Unnamed: 0,query,type,gold_uid,predicted
0,information debt collector debt,keyword,RYaR2WYJssw5xcPvPXCJgp,RYaR2WYJssw5xcPvPXCJgp
1,credit union share draft account,keyword,7z2jYhbY4ZiG8DKHh2mSn3,7z2jYhbY4ZiG8DKHh2mSn3
2,can i apply for a credit card with one set of ...,paraphrase,GgS3M8h8998z6nc5mPR5vA,GgS3M8h8998z6nc5mPR5vA
3,if my credit card doesn't work what can i do?,paraphrase,CVcjcDMjxsqCizWrsT3R5u,CVcjcDMjxsqCizWrsT3R5u
4,request credit report child,keyword,CE3RKEmS4ujtA2TfE3v2KP,CE3RKEmS4ujtA2TfE3v2KP


### 

### Task: Analyze results
Analyze the performance predictions above. What metrics do you think would be helpful in evaluating the accuracy and relevancy of the results being results? At mininum implement two metrics in code below and describe how we should interpret those results.

In [None]:
# your code here

* your analysis here *

### 3.) Task: Improvement ranking logic. 
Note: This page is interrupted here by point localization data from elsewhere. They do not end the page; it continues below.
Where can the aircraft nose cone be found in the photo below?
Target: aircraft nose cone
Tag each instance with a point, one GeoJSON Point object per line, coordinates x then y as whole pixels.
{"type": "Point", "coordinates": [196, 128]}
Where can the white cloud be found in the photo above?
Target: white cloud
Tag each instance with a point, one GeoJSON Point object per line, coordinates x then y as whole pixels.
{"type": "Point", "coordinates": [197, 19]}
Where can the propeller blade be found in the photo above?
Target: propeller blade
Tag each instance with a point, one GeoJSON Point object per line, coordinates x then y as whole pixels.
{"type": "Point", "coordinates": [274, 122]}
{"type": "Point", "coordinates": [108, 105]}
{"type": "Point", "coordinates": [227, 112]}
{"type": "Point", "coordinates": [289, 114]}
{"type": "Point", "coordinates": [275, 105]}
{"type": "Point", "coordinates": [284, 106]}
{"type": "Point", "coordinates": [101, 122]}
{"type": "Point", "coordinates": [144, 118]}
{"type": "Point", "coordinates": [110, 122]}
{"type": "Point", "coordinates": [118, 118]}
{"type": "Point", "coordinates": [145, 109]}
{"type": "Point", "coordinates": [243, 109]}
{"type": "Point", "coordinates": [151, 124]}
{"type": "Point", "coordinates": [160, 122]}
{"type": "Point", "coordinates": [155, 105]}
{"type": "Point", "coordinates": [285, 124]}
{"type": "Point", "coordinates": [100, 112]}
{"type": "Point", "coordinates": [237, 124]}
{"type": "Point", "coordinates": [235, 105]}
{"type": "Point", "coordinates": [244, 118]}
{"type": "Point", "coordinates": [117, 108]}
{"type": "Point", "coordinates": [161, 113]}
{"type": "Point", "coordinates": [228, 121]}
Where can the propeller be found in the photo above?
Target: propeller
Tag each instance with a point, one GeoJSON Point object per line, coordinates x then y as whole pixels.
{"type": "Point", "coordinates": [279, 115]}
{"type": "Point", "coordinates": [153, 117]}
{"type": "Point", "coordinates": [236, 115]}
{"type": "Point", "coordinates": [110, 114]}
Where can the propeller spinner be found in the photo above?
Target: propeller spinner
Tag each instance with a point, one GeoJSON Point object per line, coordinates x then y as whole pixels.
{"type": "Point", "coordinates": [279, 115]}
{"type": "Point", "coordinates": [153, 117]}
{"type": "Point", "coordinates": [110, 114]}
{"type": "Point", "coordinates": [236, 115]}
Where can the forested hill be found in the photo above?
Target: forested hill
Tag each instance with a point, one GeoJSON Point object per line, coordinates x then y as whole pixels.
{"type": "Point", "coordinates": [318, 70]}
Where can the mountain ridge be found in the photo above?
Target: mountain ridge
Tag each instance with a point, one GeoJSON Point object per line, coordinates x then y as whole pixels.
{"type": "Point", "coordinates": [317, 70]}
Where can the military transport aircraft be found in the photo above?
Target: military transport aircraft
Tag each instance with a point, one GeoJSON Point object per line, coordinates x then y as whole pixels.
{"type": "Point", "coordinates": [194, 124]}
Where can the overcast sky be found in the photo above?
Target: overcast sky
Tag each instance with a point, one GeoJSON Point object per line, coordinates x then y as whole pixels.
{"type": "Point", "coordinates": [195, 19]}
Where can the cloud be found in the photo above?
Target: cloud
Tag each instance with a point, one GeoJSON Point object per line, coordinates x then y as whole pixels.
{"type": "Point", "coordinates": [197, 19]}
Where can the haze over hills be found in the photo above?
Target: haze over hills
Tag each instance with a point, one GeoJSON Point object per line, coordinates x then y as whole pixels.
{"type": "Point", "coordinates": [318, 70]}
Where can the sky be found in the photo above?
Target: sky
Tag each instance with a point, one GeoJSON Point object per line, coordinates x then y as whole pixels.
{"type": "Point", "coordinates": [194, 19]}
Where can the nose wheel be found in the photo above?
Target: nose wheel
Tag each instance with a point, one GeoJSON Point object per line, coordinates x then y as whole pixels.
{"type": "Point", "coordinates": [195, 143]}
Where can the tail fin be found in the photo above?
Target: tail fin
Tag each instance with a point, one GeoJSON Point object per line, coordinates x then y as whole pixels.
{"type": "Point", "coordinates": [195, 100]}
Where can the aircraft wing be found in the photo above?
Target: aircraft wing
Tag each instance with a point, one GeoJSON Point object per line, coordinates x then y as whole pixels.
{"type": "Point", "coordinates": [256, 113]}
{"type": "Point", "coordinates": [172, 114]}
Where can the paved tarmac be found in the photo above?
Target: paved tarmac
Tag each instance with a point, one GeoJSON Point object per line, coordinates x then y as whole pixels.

In this section you will have the opportunity to improve the system above. You're welcome to change any of the logic and infrastructure (eg changing embeddings, distance metrics etc) above. Develop your POC below and provide an updated evaluation on the sample queries. For the in person interview, we'll walk through your thoughts. If you have ideas that are more complex, it's ok if you are unable to implement them. We can talk through those in the interview as well.

At minimum we'd like to see some basic improvements to the ranking logic implemented.